Could Amtrak run Superliners (or a bilevel replacement) on the Silver Service or Crescent if they wanted to move the northern terminus to DC from NYC?


----------



## jiml (Nov 18, 2020)

Interesting question, since they've certainly run Superliner Cardinals south of WAS. I seem to recall a clearance issue somewhere in the Carolinas and no idea on the Crescent route. Obviously lack of equipment also a concern.


----------



## west point (Nov 18, 2020)

Double stacks run on CSX JAX - WASH so no clearance problem there . Now the CSX "S" line Raleigh - Savannah unknown. NS runs double stacks Manassas - New Orleans so no problem there


----------



## railiner (Nov 18, 2020)

Whether they could or not, is beside the point...why would they want to?
I think it would be much more important to run thru service up the NEC.
And to have more equipment available for current Superliner routes, when demand returns, post pandemic. JMHO...


----------



## cocojacoby (Nov 18, 2020)

Well one thing we have discussed on other threads is the idea of running the Capitol Limited (which is Superliner equipped) through D.C. to Florida. That would create a Chicago/Ohio to Florida through service. This could be an additional train to the Silvers or cars off of a Regional could be added to the end of the CL Superliner consist in D.C.


----------



## jis (Nov 20, 2020)

There isn;t enough serviceable Superliner equipment available in the roster currently for any of these pie in the sky ideas to be implemented.


----------



## me_little_me (Nov 20, 2020)

jis said:


> There isn;t enough serviceable Superliner equipment available in the roster currently for any of these pie in the sky ideas to be implemented.

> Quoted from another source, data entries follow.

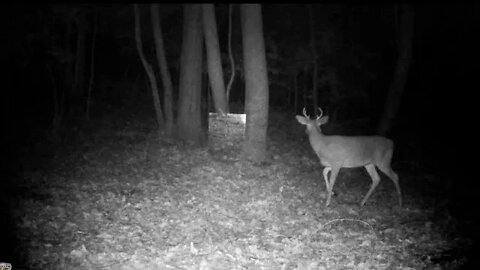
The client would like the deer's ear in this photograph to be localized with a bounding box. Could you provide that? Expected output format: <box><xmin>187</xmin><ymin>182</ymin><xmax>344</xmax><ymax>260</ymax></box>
<box><xmin>295</xmin><ymin>115</ymin><xmax>307</xmax><ymax>125</ymax></box>
<box><xmin>317</xmin><ymin>116</ymin><xmax>328</xmax><ymax>125</ymax></box>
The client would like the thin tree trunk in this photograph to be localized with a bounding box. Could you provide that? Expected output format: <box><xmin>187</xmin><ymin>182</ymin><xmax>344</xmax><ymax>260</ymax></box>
<box><xmin>150</xmin><ymin>4</ymin><xmax>175</xmax><ymax>136</ymax></box>
<box><xmin>240</xmin><ymin>4</ymin><xmax>268</xmax><ymax>163</ymax></box>
<box><xmin>202</xmin><ymin>4</ymin><xmax>228</xmax><ymax>115</ymax></box>
<box><xmin>72</xmin><ymin>13</ymin><xmax>86</xmax><ymax>98</ymax></box>
<box><xmin>177</xmin><ymin>4</ymin><xmax>206</xmax><ymax>145</ymax></box>
<box><xmin>227</xmin><ymin>4</ymin><xmax>235</xmax><ymax>104</ymax></box>
<box><xmin>307</xmin><ymin>5</ymin><xmax>318</xmax><ymax>111</ymax></box>
<box><xmin>293</xmin><ymin>73</ymin><xmax>299</xmax><ymax>113</ymax></box>
<box><xmin>377</xmin><ymin>4</ymin><xmax>414</xmax><ymax>136</ymax></box>
<box><xmin>133</xmin><ymin>4</ymin><xmax>164</xmax><ymax>129</ymax></box>
<box><xmin>85</xmin><ymin>13</ymin><xmax>98</xmax><ymax>120</ymax></box>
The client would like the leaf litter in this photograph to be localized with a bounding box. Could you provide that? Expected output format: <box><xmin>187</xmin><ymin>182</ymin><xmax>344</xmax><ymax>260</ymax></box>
<box><xmin>10</xmin><ymin>110</ymin><xmax>466</xmax><ymax>269</ymax></box>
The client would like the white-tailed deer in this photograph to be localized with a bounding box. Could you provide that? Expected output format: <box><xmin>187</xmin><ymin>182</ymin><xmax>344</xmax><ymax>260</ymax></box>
<box><xmin>296</xmin><ymin>108</ymin><xmax>402</xmax><ymax>206</ymax></box>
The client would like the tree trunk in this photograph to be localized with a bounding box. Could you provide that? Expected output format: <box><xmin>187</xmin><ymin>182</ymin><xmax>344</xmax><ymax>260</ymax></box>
<box><xmin>72</xmin><ymin>12</ymin><xmax>86</xmax><ymax>98</ymax></box>
<box><xmin>177</xmin><ymin>4</ymin><xmax>206</xmax><ymax>145</ymax></box>
<box><xmin>85</xmin><ymin>13</ymin><xmax>98</xmax><ymax>120</ymax></box>
<box><xmin>150</xmin><ymin>4</ymin><xmax>175</xmax><ymax>136</ymax></box>
<box><xmin>240</xmin><ymin>4</ymin><xmax>268</xmax><ymax>163</ymax></box>
<box><xmin>307</xmin><ymin>5</ymin><xmax>318</xmax><ymax>112</ymax></box>
<box><xmin>227</xmin><ymin>4</ymin><xmax>235</xmax><ymax>104</ymax></box>
<box><xmin>377</xmin><ymin>5</ymin><xmax>413</xmax><ymax>136</ymax></box>
<box><xmin>202</xmin><ymin>4</ymin><xmax>228</xmax><ymax>115</ymax></box>
<box><xmin>133</xmin><ymin>4</ymin><xmax>164</xmax><ymax>129</ymax></box>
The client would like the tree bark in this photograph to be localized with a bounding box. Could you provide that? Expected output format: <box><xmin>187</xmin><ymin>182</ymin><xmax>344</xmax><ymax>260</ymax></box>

Sure there is. They're sitting idle while Amtrak runs 3 days a week. Perfect time to test new service.


----------



## Trogdor (Nov 21, 2020)

me_little_me said:


> Sure there is. They're sitting idle while Amtrak runs 3 days a week. Perfect time to test new service.



How is it the “perfect time to test new service” when nobody is traveling right now? Then what do you do when ridership returns and you need that equipment to run their original routes?

Further, what “new service” would be tested by running different equipment on the same route? Adding a new route takes years of planning and hundreds of millions in extortion payments investment in host railroad upgrades.


----------



## Trogdor (Nov 21, 2020)

It should be noted that Superliners have already run (close to) DC to Miami on a regular basis, just not on a single train. The Auto Train runs Lorton, VA to Sanford, and the Sunset Limited used to go to Miami.


----------



## jis (Nov 21, 2020)

As long as the COVID thing is on, nothing new will be tried and we will be struggling to not lose any further service.

Once full service is restored there will not be enough Superliners left to execute these ideas, unless some existing service is never restored.

Having said that, planning for the future is a good idea in order to inform the next round of car orders and what the magnitude of the order should be.


----------



## me_little_me (Nov 21, 2020)

Trogdor said:


> How is it the “perfect time to test new service” when nobody is traveling right now? Then what do you do when ridership returns and you need that equipment to run their original routes?
> 
> Further, what “new service” would be tested by running different equipment on the same route? Adding a new route takes years of planning and hundreds of millions in extortion payments investment in host railroad upgrades.


Nobody is traveling? Well, it seems they are in sleepers.

If this is a "test" for viability, then you run it until the cars are needed for their original routes (and announce that it is temporary).

Amtrak had been paying for two trains every day in each direction between DC and Miami. They are running only one.


----------



## Qapla (Nov 21, 2020)

Those trains run from NYC to Miami - WDC is a stop on the route. If they were to use superliners they would have to eliminate NYC as part of the route.

Since quite a number of people who board in Florida are going all the way to NYC it would not make much sense to eliminate the "one seat" ride when it would work just as well to add more viewliner cars to the consist instead of making a consist that cannot get to NYC


----------



## west point (Nov 21, 2020)

Lack of equipment even precludes the use o one Silver train to go to BOS and that probably will not change for at least 10 years unless a very large order is put on Siemens.


----------



## railiner (Nov 22, 2020)

Recall when they ran a thru sleeper from Miami to Montreal. They switched at Washington, rather than New York.


----------



## Trogdor (Nov 22, 2020)

me_little_me said:


> Nobody is traveling? Well, it seems they are in sleepers.
> 
> If this is a "test" for viability, then you run it until the cars are needed for their original routes (and announce that it is temporary).
> 
> Amtrak had been paying for two trains every day in each direction between DC and Miami. They are running only one.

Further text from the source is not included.